Cryolipolysis has become a more prevalent, non-invasive fat loss procedure. Multiple studies have been performed to assess the effi ciency of cryolipolysis techniques. This research includes optimization of cooling temperature used in the procedure and finding how the geometry of suction cup leads to better fat loss. Analysis of how adipose cells cool and at what rate they undergo apoptosis would allow us to optimize the total fat loss during the procedure. Current cryolipolysis research has not compared applicator shapes and their dimensions. This study investigates how altering the dimensions of the applicator head can increase fat loss and possibly be beneficial to more patients.

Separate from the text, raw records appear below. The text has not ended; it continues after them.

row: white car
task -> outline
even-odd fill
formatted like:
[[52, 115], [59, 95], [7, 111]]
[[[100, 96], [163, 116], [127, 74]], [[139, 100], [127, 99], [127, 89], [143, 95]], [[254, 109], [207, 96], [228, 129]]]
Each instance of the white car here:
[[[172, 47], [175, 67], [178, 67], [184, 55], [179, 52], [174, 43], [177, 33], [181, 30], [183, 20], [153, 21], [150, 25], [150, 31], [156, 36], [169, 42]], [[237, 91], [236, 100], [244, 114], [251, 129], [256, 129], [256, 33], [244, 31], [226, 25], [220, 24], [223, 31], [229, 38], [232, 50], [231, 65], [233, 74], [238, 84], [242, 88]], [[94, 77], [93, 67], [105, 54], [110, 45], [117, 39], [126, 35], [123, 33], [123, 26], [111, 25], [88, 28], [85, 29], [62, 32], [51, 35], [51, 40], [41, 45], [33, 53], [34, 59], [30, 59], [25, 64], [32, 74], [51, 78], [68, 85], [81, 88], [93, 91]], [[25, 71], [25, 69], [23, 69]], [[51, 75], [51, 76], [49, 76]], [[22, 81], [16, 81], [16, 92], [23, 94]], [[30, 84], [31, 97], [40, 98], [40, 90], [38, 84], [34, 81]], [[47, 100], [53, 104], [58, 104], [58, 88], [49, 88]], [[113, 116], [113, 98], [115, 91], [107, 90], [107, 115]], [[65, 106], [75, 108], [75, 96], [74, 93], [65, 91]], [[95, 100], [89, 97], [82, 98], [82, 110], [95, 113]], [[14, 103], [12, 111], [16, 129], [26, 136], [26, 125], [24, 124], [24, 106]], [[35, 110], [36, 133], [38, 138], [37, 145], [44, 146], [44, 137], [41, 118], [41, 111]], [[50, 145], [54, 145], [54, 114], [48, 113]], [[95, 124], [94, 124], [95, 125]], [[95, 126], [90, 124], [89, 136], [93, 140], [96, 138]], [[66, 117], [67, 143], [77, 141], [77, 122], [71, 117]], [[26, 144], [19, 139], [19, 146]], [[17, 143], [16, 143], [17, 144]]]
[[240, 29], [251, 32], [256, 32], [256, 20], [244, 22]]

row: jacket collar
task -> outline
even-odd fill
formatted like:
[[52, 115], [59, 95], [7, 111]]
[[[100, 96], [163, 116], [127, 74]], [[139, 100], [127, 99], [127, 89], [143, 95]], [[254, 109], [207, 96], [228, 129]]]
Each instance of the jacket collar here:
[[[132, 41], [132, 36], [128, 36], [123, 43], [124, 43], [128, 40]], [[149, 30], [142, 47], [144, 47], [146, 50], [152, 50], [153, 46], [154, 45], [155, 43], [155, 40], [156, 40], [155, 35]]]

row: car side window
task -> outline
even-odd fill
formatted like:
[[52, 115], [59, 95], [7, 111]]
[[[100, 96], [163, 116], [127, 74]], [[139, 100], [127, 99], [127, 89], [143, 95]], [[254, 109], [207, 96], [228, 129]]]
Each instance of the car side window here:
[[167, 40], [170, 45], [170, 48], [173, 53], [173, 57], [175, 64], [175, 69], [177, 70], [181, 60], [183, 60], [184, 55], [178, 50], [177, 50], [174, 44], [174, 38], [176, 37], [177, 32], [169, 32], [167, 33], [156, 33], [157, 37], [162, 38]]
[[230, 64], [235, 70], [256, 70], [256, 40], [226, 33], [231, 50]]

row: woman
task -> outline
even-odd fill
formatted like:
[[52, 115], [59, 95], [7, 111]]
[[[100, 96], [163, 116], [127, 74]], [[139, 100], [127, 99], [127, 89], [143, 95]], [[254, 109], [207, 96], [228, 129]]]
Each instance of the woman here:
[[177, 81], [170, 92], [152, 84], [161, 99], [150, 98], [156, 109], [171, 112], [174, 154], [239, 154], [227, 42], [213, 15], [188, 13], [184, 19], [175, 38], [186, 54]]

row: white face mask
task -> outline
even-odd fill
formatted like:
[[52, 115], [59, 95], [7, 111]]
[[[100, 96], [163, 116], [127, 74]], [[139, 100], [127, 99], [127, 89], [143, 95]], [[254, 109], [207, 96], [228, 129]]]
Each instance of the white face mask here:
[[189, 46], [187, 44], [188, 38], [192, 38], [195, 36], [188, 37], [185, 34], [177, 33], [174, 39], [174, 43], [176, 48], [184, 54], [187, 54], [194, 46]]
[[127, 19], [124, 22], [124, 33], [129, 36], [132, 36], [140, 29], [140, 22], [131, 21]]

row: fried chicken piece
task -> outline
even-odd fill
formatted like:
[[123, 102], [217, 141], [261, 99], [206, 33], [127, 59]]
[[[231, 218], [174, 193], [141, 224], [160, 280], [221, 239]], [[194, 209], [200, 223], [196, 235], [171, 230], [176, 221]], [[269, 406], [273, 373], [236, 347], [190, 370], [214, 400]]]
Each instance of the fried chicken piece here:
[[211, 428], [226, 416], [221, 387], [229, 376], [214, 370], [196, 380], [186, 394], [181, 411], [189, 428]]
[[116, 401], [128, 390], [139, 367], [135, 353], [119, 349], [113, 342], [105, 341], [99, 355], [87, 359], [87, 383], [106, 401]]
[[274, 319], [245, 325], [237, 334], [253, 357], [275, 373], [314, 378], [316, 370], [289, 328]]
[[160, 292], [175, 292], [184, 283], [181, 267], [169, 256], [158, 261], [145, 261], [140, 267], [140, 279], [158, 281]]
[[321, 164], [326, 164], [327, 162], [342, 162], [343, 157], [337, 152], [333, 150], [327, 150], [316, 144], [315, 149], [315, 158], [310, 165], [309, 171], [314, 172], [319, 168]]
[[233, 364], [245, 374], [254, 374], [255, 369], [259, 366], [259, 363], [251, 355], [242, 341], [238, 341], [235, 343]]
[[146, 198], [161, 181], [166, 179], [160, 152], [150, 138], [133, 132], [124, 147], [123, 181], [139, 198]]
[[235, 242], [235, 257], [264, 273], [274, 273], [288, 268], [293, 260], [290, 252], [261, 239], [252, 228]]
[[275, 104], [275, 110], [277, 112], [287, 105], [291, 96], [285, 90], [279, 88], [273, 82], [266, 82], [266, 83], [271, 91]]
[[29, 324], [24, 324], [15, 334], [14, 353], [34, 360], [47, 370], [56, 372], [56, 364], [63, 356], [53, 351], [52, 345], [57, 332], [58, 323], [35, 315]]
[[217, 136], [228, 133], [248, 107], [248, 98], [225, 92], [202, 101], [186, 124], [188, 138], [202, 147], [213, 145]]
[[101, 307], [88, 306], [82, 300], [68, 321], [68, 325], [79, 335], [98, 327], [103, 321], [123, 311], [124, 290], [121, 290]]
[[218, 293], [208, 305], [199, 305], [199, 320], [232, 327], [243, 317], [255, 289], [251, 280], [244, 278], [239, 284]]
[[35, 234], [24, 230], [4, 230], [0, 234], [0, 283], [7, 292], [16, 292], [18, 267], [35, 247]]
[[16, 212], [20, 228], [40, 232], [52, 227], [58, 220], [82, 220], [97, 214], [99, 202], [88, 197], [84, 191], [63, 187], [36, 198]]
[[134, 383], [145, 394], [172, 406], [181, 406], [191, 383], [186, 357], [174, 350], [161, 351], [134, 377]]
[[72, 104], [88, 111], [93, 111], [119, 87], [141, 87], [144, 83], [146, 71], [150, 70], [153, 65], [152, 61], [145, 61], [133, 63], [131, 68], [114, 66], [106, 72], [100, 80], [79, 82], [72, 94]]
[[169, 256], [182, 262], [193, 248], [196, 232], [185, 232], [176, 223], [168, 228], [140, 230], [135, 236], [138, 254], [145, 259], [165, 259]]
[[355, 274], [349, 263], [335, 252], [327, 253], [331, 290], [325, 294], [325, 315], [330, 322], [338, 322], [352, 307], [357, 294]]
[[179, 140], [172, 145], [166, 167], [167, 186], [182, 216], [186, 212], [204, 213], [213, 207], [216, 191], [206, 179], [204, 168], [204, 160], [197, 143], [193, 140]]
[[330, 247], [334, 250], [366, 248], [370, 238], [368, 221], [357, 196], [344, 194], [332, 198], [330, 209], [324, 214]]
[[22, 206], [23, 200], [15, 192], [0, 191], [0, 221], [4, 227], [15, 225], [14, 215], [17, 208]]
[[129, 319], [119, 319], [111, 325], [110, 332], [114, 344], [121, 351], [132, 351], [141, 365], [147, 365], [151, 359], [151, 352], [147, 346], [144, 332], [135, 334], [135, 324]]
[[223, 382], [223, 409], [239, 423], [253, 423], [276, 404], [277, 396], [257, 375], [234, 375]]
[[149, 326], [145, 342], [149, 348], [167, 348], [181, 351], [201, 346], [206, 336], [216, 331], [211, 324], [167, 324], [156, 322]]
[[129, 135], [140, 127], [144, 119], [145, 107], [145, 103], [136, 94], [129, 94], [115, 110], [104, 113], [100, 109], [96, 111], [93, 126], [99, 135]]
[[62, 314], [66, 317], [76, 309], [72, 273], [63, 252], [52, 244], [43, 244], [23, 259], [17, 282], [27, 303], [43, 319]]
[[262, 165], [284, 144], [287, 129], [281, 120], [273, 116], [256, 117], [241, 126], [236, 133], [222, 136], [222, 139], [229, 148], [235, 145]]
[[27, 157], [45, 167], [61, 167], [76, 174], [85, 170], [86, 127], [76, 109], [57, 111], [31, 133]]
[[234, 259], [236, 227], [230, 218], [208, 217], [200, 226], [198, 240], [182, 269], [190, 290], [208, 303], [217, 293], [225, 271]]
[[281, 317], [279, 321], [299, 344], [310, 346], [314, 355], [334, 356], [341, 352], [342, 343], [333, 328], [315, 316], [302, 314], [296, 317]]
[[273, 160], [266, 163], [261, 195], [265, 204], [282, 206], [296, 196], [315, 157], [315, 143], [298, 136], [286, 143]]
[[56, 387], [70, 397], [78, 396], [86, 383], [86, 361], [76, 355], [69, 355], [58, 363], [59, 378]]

The region of fat being exposed to the treatment was approximated as a 3D slab that includes a skin layer and subcutaneous adipose tissue layer. The rate of heat flux to surrounding adipose tissue was observed under various head geometries in order to maximize fat cell loss. Geometries were designed in order to maximize the surface area to volume ratio, while keeping the volume of fat in the applicator head constant. As a result, locations of cold application were maximized, with the aim of achieving a greater percentage of damaged fat cell loss. To perform a sensitivity analysis, the dimensions of the cooling applicator and therefore the 3D slab were changed, temperature was decreased, and metabolic heat were changed. Heat transfer and the mass degradation were simulated using the commercial analysis software COMSOL multiphysics.

The amount of fat loss during cryolipolysis reaches a threshold. The original applicator model showed around a 5-6% total volume of cooled fat cells after one 60 minute session. Patients usually have to have multiple cooling sessions in order to reach a 20-50% total fat reduction over the course of a few months; therefore a 5-6% total volume of fat cells cooled supports this. Consequently the procedure is not suitable for patients who want to lose more than 10 pounds of fat; even after undergoing multiple treatments because a small amount of fat cells are cooling to the optimal temperature and dying. After designing a new applicator head with an increased surface area to volume ratio, we were able to increase the volume of cooled fat.

This analysis can give rise to new technology that can be used in other cosmetic surgery procedures. Currently, this cryolipolysis procedure is only available to patients who are within 5-10 pounds of their weight goals. By changing the dimensions of the applicator head and by changing the amount of fat loss that occurs post-op, the new shape of the applicator head can expand accessibility of the treatment to patients who are not within 5-10 pounds of their weight goal.